Sebastiano Serlio (c. 1475 – 1554) was an architect from Bologna active in Rome, Venice and France. His most important contribution is the work I sette libri dell’architettura (“Seven Books of Architecture”), published sporadically between 1537 and 1575. The importance of Serlio’s theoretical work, enriched by a great series of woodcuts depicting a lot of architectonic examples, is its reinterpretation of Vitruvius’ lesson through the comparison with ancient remains and the experience of modern architecture.

[click sulle immagini per ingrandirle / click on images to enlarge]

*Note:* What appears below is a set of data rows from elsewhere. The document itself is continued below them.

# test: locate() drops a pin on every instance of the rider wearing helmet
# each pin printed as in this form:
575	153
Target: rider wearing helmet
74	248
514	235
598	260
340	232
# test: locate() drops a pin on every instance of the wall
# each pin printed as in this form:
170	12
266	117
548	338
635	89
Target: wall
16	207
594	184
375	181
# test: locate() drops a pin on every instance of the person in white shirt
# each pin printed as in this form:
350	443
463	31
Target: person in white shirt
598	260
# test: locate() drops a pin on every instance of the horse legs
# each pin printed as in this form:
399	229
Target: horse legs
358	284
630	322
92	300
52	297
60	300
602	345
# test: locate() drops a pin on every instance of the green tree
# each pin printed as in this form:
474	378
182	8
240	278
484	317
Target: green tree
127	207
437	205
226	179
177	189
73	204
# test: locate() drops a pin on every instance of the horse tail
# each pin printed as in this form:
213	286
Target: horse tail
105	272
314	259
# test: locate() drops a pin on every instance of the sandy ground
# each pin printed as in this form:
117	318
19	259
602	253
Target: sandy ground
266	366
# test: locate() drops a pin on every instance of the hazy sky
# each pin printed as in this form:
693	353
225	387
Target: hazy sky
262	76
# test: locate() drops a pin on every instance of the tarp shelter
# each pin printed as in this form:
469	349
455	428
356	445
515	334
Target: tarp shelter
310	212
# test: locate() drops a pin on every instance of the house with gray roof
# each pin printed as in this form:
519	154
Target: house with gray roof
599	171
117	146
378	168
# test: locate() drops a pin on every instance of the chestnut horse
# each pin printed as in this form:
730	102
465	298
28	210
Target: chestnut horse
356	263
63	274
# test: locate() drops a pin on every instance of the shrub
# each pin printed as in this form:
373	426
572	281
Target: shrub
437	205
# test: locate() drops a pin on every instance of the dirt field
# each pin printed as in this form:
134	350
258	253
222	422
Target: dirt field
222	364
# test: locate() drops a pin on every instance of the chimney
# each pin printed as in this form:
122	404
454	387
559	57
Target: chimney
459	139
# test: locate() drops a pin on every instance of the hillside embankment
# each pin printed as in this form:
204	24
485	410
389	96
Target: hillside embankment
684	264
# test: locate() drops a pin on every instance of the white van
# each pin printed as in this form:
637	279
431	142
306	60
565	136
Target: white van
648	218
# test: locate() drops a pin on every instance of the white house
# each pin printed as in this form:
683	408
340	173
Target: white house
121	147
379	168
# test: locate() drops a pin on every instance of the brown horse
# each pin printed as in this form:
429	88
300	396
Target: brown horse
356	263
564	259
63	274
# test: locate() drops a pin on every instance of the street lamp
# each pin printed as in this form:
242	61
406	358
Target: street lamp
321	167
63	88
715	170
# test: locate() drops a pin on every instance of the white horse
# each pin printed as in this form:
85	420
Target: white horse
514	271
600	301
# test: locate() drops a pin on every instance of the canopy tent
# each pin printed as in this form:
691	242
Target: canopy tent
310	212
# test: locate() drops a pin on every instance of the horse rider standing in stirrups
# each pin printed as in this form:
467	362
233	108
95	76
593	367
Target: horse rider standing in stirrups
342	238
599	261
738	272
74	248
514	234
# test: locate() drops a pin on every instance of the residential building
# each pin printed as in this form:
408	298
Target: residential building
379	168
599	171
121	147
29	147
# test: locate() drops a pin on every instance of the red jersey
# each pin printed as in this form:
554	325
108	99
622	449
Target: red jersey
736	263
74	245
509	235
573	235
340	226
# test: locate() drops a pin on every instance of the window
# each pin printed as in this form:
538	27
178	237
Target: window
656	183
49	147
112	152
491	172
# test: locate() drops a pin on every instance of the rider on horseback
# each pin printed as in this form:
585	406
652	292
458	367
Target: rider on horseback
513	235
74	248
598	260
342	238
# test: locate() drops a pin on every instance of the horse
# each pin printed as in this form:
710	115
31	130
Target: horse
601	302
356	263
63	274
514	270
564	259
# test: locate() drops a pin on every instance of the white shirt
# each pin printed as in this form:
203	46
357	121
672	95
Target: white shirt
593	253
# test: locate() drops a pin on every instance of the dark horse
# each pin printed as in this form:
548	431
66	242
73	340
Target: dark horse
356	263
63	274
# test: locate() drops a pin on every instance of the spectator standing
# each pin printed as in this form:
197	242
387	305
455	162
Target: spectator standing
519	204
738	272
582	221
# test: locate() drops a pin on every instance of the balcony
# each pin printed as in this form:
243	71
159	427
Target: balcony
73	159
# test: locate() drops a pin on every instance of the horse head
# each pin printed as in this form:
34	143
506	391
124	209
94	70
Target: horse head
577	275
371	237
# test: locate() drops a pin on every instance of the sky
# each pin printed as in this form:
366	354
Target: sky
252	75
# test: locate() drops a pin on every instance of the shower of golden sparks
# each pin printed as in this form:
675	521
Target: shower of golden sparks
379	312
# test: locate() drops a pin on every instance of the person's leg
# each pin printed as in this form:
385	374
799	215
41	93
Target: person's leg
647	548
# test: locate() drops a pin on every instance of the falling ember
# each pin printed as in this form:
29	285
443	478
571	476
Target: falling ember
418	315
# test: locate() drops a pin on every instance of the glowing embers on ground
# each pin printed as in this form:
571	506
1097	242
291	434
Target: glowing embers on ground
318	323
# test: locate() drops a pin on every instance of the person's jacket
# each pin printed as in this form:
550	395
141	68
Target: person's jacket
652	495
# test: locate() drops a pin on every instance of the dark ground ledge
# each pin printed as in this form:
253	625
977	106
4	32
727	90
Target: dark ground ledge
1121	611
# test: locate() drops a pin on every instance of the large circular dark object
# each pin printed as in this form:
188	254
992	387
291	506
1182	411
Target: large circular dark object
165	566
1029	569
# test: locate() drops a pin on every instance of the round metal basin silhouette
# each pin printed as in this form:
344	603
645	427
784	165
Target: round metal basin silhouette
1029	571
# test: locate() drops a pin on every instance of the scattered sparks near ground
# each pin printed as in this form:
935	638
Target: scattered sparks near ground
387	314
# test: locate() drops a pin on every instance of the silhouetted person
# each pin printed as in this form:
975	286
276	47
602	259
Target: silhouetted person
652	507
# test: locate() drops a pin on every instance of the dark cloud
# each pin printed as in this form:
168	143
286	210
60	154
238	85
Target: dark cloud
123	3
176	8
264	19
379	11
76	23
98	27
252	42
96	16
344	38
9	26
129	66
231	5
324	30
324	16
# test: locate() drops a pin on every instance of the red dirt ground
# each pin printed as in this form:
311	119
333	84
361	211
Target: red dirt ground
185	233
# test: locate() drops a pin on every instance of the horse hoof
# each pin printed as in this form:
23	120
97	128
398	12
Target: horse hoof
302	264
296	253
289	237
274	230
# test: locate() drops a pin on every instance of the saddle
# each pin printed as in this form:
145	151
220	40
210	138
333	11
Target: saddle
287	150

This work was very successful since it provided numerous models and examples, so much so that Amico himself mentions him (1620, fol. Ss1r), even criticising one of its assumptions (Serlio, 3rd book ed. 1559, p. 91). The Library of the Custody holds a – rather incomplete and damaged – copy of Serlio’s work (shelfmark CIN A 84), perhaps the one used by Bernardino Amico. In the aforementioned page (about the so-called Tombs of the Kings, probably Queen Helena of Adiabene’s sepulchre), Amico indulges in a peroration for their listing among the treasures of the Holy City: «I do not see any reason why among the seven wonders of the world the Royal Caves are not celebrated and by men held in great admiration other than the fact that they are underground and unknown, as almost buried amid the shades, have not yet been brought to light, nor in our countries known. Wherefore, I, who have seen them and with diligence examined them have taken it upon myself to present them to the inquisitive readers, who, surprised with the great wonder they will find therein, will certainly say that the writers have done them a great wrong, who while with encomiums, eulogies and panegerics they have informed them of Diana’s Temple, the Egyptian pyramids, the walls of Babylon and other superb structures, they have failed to present clear and illustrious this great structure of the world» (1620, fol. Ss1r and Plans, p. 138).